Ce dimanche à Chaban-Delmas (16h15), Bordeaux-Bègles retrouve Northampton pour la première fois depuis la finale européenne remportée en mai dernier. Mais l’UBB ne cherche pas à revivre ces émotions passées : elle veut surtout évaluer sa véritable position dans une saison marquée par des hauts et des bas.
En 2025, Bordeaux avait remporté son premier titre européen à Cardiff (20-28), lors d’un match intense ponctué par une fin tendue. Certains joueurs bordelais avaient même chambré Henry Pollock, la jeune star des Saints, en imitant sa célèbre célébration où il vérifie son rythme cardiaque, doigts posés sur la carotide. Cette séquence est appelée à devenir un véritable moteur pour Northampton ce dimanche. Louis Bielle-Biarrey en souriait : « Si j’étais eux, je me préparerais comme ça ». Christophe Laussucq confirmait : « Si eux parlent de revanche, et viennent avec cet esprit, c’est logique […] Il y a eu une finale perdue avec des débordements à la fin, ils vont peut-être se nourrir de ça. Chacun a sa recette pour faire monter la sauce… »
Mais à Bordeaux, le vrai enjeu est ailleurs : la saison en cours. Actuellement quatrième du Top 14, l’UBB a alterné le très bon et le moins convaincant depuis septembre. Yannick Bru ne cachait pas cette réalité en qualifiant cette rencontre de « un des premiers gros rendez-vous sexy de l’année ».

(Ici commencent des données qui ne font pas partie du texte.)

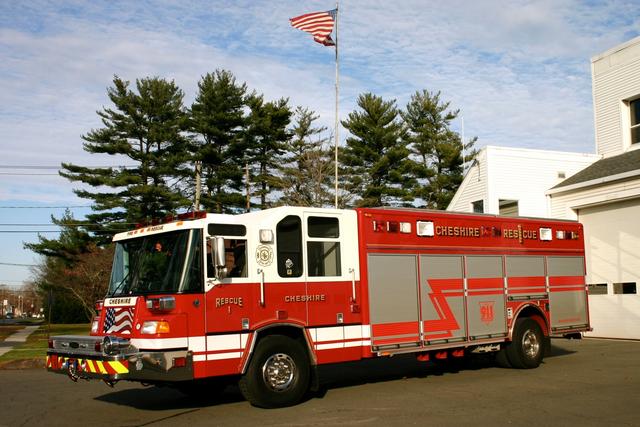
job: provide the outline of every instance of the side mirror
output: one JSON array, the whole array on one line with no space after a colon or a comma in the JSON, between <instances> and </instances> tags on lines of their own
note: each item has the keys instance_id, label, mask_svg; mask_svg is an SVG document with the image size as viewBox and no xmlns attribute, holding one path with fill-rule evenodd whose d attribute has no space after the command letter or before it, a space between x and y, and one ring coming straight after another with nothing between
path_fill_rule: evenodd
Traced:
<instances>
[{"instance_id":1,"label":"side mirror","mask_svg":"<svg viewBox=\"0 0 640 427\"><path fill-rule=\"evenodd\" d=\"M215 276L216 279L222 280L227 277L227 260L224 249L224 237L214 237L213 239L213 250L211 251L212 264L215 268Z\"/></svg>"}]
</instances>

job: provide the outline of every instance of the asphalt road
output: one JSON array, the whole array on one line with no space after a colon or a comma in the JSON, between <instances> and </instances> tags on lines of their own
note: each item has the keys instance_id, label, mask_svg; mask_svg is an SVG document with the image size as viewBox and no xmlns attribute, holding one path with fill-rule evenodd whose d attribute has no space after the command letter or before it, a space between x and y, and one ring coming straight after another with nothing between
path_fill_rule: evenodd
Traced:
<instances>
[{"instance_id":1,"label":"asphalt road","mask_svg":"<svg viewBox=\"0 0 640 427\"><path fill-rule=\"evenodd\" d=\"M264 410L237 387L215 400L168 388L72 383L0 371L0 426L640 425L640 342L553 340L533 370L481 360L456 370L413 357L323 367L323 390Z\"/></svg>"}]
</instances>

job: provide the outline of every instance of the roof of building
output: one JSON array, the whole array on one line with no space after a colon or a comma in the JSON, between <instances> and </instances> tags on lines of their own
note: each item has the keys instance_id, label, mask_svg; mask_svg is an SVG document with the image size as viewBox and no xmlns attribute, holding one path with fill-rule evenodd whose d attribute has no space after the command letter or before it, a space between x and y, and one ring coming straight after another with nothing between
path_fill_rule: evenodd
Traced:
<instances>
[{"instance_id":1,"label":"roof of building","mask_svg":"<svg viewBox=\"0 0 640 427\"><path fill-rule=\"evenodd\" d=\"M631 150L598 160L553 188L567 187L636 170L640 170L640 150Z\"/></svg>"}]
</instances>

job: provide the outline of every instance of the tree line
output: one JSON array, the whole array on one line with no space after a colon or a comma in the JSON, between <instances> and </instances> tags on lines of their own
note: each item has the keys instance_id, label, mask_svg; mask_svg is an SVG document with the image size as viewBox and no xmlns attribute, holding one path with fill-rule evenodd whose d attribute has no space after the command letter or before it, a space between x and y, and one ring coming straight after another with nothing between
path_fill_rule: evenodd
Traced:
<instances>
[{"instance_id":1,"label":"tree line","mask_svg":"<svg viewBox=\"0 0 640 427\"><path fill-rule=\"evenodd\" d=\"M186 209L334 204L333 135L306 107L267 100L227 70L204 75L190 106L160 77L132 85L115 76L107 95L102 126L82 135L82 147L123 166L63 163L60 174L81 184L74 192L93 212L52 218L59 238L25 245L44 255L36 286L60 294L58 305L75 303L77 317L91 318L104 296L115 232ZM462 182L463 152L475 155L476 138L463 142L451 129L458 113L440 92L417 91L404 109L361 94L341 122L348 137L339 148L339 207L446 208Z\"/></svg>"}]
</instances>

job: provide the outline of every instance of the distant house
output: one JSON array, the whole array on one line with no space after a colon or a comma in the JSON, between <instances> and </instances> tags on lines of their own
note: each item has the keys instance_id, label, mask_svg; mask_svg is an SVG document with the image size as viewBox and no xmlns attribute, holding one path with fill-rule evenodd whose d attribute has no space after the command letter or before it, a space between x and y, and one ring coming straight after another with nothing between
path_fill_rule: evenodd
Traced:
<instances>
[{"instance_id":1,"label":"distant house","mask_svg":"<svg viewBox=\"0 0 640 427\"><path fill-rule=\"evenodd\" d=\"M484 147L447 210L550 217L545 192L600 158L595 154Z\"/></svg>"},{"instance_id":2,"label":"distant house","mask_svg":"<svg viewBox=\"0 0 640 427\"><path fill-rule=\"evenodd\" d=\"M485 147L447 210L579 220L588 335L640 339L640 37L591 69L597 154Z\"/></svg>"}]
</instances>

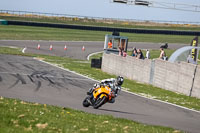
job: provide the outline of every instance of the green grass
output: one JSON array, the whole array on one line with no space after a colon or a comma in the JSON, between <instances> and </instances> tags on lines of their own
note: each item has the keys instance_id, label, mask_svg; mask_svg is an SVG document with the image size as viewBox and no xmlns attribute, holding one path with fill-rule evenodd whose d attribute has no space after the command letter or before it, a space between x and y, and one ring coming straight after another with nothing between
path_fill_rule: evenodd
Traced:
<instances>
[{"instance_id":1,"label":"green grass","mask_svg":"<svg viewBox=\"0 0 200 133\"><path fill-rule=\"evenodd\" d=\"M104 41L106 34L112 33L103 31L0 25L0 40ZM120 35L127 36L130 42L168 42L189 44L194 38L193 36L131 33L121 33Z\"/></svg>"},{"instance_id":2,"label":"green grass","mask_svg":"<svg viewBox=\"0 0 200 133\"><path fill-rule=\"evenodd\" d=\"M0 97L0 132L179 133L172 128L140 124L110 115L28 103Z\"/></svg>"},{"instance_id":3,"label":"green grass","mask_svg":"<svg viewBox=\"0 0 200 133\"><path fill-rule=\"evenodd\" d=\"M0 40L102 41L106 32L0 25Z\"/></svg>"},{"instance_id":4,"label":"green grass","mask_svg":"<svg viewBox=\"0 0 200 133\"><path fill-rule=\"evenodd\" d=\"M8 48L0 48L0 53L6 54L5 49L8 49ZM47 62L58 64L61 67L67 68L69 70L75 71L83 75L87 75L97 80L116 77L115 75L110 75L105 72L102 72L100 69L91 68L89 61L87 63L85 61L82 62L82 60L75 60L75 59L64 58L64 57L22 54L20 51L16 51L11 48L9 49L12 52L8 52L7 54L12 53L16 55L24 55L24 56L26 55L26 56L44 58L44 60ZM151 97L154 99L159 99L162 101L167 101L170 103L174 103L174 104L181 105L181 106L188 107L195 110L200 110L200 99L195 98L195 97L188 97L183 94L171 92L171 91L154 87L148 84L137 83L136 81L128 80L128 79L125 79L123 87L139 95Z\"/></svg>"}]
</instances>

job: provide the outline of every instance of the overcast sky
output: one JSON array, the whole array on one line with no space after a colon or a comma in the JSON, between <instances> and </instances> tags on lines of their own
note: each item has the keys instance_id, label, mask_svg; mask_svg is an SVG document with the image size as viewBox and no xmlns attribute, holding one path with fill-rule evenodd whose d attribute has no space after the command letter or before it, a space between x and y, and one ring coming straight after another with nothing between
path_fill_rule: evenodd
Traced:
<instances>
[{"instance_id":1,"label":"overcast sky","mask_svg":"<svg viewBox=\"0 0 200 133\"><path fill-rule=\"evenodd\" d=\"M200 0L153 0L200 5ZM110 0L0 0L0 10L61 13L91 17L200 22L200 12L111 3Z\"/></svg>"}]
</instances>

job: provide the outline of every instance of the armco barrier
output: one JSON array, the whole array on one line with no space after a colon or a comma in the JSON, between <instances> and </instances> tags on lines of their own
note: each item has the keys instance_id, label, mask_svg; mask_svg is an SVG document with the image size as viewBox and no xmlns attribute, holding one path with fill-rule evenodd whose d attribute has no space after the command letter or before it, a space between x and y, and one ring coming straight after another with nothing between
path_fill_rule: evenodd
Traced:
<instances>
[{"instance_id":1,"label":"armco barrier","mask_svg":"<svg viewBox=\"0 0 200 133\"><path fill-rule=\"evenodd\" d=\"M87 26L87 25L70 25L70 24L53 24L40 22L25 22L25 21L8 21L8 25L24 25L24 26L38 26L38 27L52 27L52 28L68 28L80 30L94 30L94 31L108 31L108 32L127 32L137 34L165 34L165 35L190 35L200 36L198 31L172 31L172 30L146 30L146 29L128 29L128 28L113 28L101 26Z\"/></svg>"},{"instance_id":2,"label":"armco barrier","mask_svg":"<svg viewBox=\"0 0 200 133\"><path fill-rule=\"evenodd\" d=\"M4 19L0 19L0 25L7 25L8 21L4 20Z\"/></svg>"},{"instance_id":3,"label":"armco barrier","mask_svg":"<svg viewBox=\"0 0 200 133\"><path fill-rule=\"evenodd\" d=\"M102 70L128 79L200 98L200 67L160 59L140 60L131 56L103 54Z\"/></svg>"}]
</instances>

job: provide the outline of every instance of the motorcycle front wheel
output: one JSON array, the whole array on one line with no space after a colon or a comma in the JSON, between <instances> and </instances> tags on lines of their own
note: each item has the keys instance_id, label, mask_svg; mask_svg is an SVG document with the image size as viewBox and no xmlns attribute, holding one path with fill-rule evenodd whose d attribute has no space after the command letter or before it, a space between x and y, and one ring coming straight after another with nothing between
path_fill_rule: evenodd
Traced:
<instances>
[{"instance_id":1,"label":"motorcycle front wheel","mask_svg":"<svg viewBox=\"0 0 200 133\"><path fill-rule=\"evenodd\" d=\"M90 97L86 97L84 100L83 100L83 106L84 107L89 107L90 106L90 103L89 103L89 100L90 100Z\"/></svg>"},{"instance_id":2,"label":"motorcycle front wheel","mask_svg":"<svg viewBox=\"0 0 200 133\"><path fill-rule=\"evenodd\" d=\"M105 103L105 101L106 101L105 96L103 96L102 98L100 98L100 96L99 96L98 99L96 100L95 104L93 105L93 108L98 109Z\"/></svg>"}]
</instances>

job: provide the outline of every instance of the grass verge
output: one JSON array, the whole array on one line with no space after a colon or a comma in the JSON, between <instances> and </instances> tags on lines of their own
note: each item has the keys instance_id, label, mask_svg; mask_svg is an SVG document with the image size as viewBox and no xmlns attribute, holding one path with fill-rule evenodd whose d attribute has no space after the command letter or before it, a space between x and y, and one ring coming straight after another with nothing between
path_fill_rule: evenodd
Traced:
<instances>
[{"instance_id":1,"label":"grass verge","mask_svg":"<svg viewBox=\"0 0 200 133\"><path fill-rule=\"evenodd\" d=\"M104 31L74 30L32 26L0 25L0 40L60 40L60 41L104 41ZM189 44L193 36L154 35L120 33L130 42L184 43Z\"/></svg>"},{"instance_id":2,"label":"grass verge","mask_svg":"<svg viewBox=\"0 0 200 133\"><path fill-rule=\"evenodd\" d=\"M179 133L161 126L144 125L109 115L95 115L69 108L28 103L0 97L0 132L66 133Z\"/></svg>"},{"instance_id":3,"label":"grass verge","mask_svg":"<svg viewBox=\"0 0 200 133\"><path fill-rule=\"evenodd\" d=\"M57 57L57 56L23 54L21 53L20 50L16 51L15 49L12 49L12 48L3 48L3 47L0 48L0 53L4 53L4 54L12 53L15 55L44 58L44 60L47 62L57 64L63 68L67 68L71 71L75 71L77 73L86 75L96 80L116 77L114 75L110 75L105 72L102 72L100 69L91 68L89 61L82 62L82 60L75 60L75 59ZM159 99L162 101L167 101L170 103L174 103L174 104L181 105L181 106L195 109L195 110L200 110L200 99L195 98L195 97L185 96L183 94L171 92L171 91L154 87L148 84L137 83L136 81L128 80L128 79L125 79L123 87L127 88L127 90L130 92L134 92L142 96Z\"/></svg>"}]
</instances>

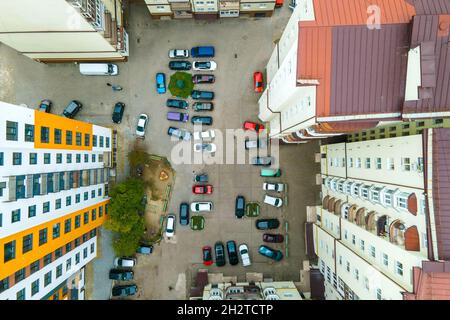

Les deux équipes arrivent en forme et affichent des attaques spectaculaires. Bordeaux vient d’écraser le Racing 92 (62-20), tandis que Northampton a répondu en marquant 66 points contre les Harlequins un peu plus tôt dans la journée. Ces deux formations figurent parmi les plus prolifiques en essais cette saison, juste derrière Toulouse.
Louis Bielle-Biarrey note même des similitudes dans le style de jeu : « On a des styles de jeu un peu similaires, on aime bien jouer, relancer ». L’ailier français croisera notamment Tommy Freeman, un autre finisseur de talent, auteur d’un triplé fin décembre. Au-delà du spectacle, la bataille pour la première place de la poule sera déterminante, car elle représente un avantage majeur pour la suite des phases finales.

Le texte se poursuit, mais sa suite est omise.